With sickening irony an Adventist pastor in Minnesota shot his granddaughter the Monday night before the Connecticut tragedy (December 10) thinking she was an intruder. The Star Tribune reports that Pastor Stanley Wilkinson, pastor of the Rochester, Minnesota, Church, told police that he heard someone outside his home. “When he saw a figure at their patio door, he … fired two rounds, hitting the person once.

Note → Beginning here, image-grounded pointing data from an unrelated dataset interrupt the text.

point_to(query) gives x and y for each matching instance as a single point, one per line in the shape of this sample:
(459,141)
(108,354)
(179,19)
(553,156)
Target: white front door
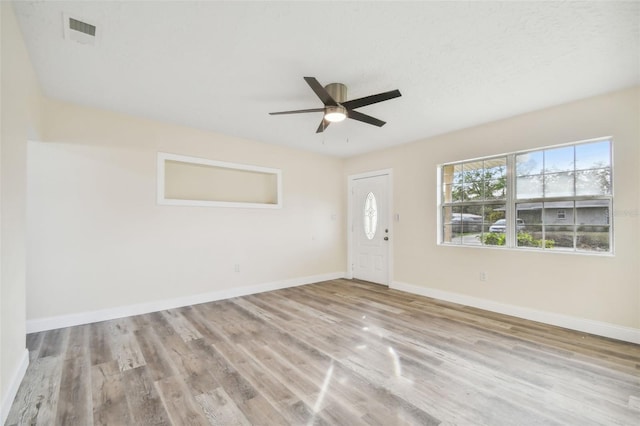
(370,228)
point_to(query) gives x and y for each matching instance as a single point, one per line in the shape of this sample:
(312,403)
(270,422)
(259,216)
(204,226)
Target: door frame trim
(350,211)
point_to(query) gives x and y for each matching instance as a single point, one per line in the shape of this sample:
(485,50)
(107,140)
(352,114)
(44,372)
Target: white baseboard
(14,385)
(627,334)
(50,323)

That person turned out to be his [16-year-old] granddaughter [who] he thought … was sleeping upstairs.”
The pastor “had a plan on how he would use his gun if an intruder ever came to his home,” reporter Pam Louwagie writes in a copyrighted story. “He and his wife would hole up in the bedroom and call 911, using the gun only to let an intruder know there was someone in the house.”
“Even if you have a plan for an emergency, you don’t know what you’ll do out of fear,” Wilkinson told the reporter in an interview he agreed to do to help others learn from his story. “You get so frightened and … everything happens so quick … you just don’t know what you’ll do.”
“Rochester police released a 911 transcript of the call from the house, with the pastor’s wife begging for help in saving her granddaughter,” the Star Tribune reported. “According to the transcript, the woman told a dispatcher, ‘there was an intruder, my husband thought there was an intruder, here it’s our granddaughter … she’s been shot, please! … She’s bleeding, bleeding bad!’ … explaining to the dispatcher that the girl was bleeding from the chest.”
The teenager was rushed to the hospital with a wound in the upper torso and is expected to survive. Wilkinson had seen a news report about a burglary in the community just before he went to bed that evening. “I had a plan but I didn’t follow the plan,” he told the newspaper. “I thought somebody was breaking into my house; it just scared us to death.”